One problem faced in increasing ECL circuit density is the power dissipated by each ECL gate and the total power dissipation of an IC comprising an ECL gate array. If the number of ECL gates on an IC chip is substantially increased and each gate draws the same power as in prior generation IC chips, the total power dissipation of the chip will rise dramatically. Such increases in power dissipation probably cannot be tolerated. Generally there are two approaches to attacking the problem of increased power dissipation in high density ECL ICs. One approach involves reducing the DC bias voltages used to operate the chip. The second approach is to increase the values of the resistors utilized in each ECL gate. In some instances a combination of these two approaches may be taken to reduce power dissipation of each gate. Each approach has a potentially adverse impact on ECL technology which must be dealt with.
Reducing bias voltage levels generally requires more careful attention to design considerations such as noise immunity and temperature stability. Increasing the resistance value of resistors utilized in the ECL circuits generally reduces the current available to drive the inherent capacitance seen by the output node of each gate. Where the inherent capacitance of the logic network to be driven by a particular gate is relatively large, such as is typically encountered when the output signal from a particular gate has a large fan-out on the same chip or when the gate is a buffer output gate driving a logic network off-chip through connections to a printed circuit board, increased resistance values can result in substantially increasing the signal propagation delay between the driving gate and the driven network. In the past unacceptably large signal propagation delays have been avoided in ECL technology either by utilizing redundant driving gates or by utilizing additional or lower value pull-down resistors to increase the current available for altering the charge state of the inherent capacitance during a HIGH-TO-LOW signal transition.

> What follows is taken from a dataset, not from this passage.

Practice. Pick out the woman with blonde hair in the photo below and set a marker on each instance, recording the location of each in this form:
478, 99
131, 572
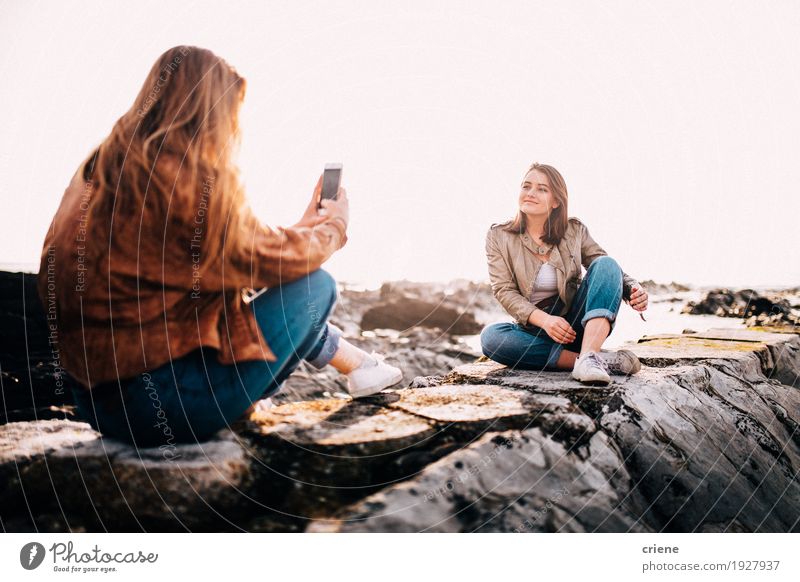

Consider for example a typical prior art ECL gate as depicted in FIG. 1 of the accompanying drawings. FIG. 1 depicts a combined NOR and OR logic circuit in which the respective output NOR and OR logic signals are developed at the junctions between emitter-follower transistor 40 and pull-down resistor 45 and the junction between emitter-follower transistor 50 and pull-down resistor 55. As shown, the O.sub.NOR output is adapted to drive a logic network 60 which has an inherent capacitance 61 constituting a load capacitance on the O.sub.NOR output. In the case that both the ECL gate 100 and the logic network 60 are formed on the same IC chip in accordance with current ECL technology, a specific implementation may involve a resistor 45 with a value of about three thousand Ohms and respective bias voltage values V.sub.PD and V.sub.CC of -5.2 volts and zero volts or ground reference. With these resistance and bias voltage values, the ECL circuit of FIG. 1 will operate with sub-nanosecond signal propagation delays only as long as the value of load capacitance 61 does not exceed about two picofarads. For higher value load capacitances associated with logic network 60, two pull-down resistors having a combined value of about 1.5 K Ohms may be utilized. Sub-nanosecond signal propagation delays can be achieved with two such pull-down resistors up to values of load capacitance of about four picofarads. Of course, utilizing two pull-down resistors increases the power dissipation in the logic gate during the steady state levels of the output logic signals.
Consider now the operating characteristics of the prior art circuit of FIG. 1 if the pull-down resistor values are increased to 4 K Ohms and the pull-down voltage V.sub.PD is reduced from -5.2 volts to -3.6 volts to reduce the power consumption of the gate. With these pull-down resistor and pull-down bias voltage values, the prior art circuit of FIG. 1 can achieve sub-nanosecond signal propagation delays only if the value of load capacitance 61 is about one picofarad or less. Accordingly, the use of prior art ECL gates as depicted in FIG. 1 in new generation ECL IC technology may force ECL circuit designers to choose between reducing the signal fan-out from some logic gates by utilizing redundant driving gates or paying the penalty of increased power dissipation by utilizing more than one pull-down resistor or lower value pull-down resistors in the ECL circuits.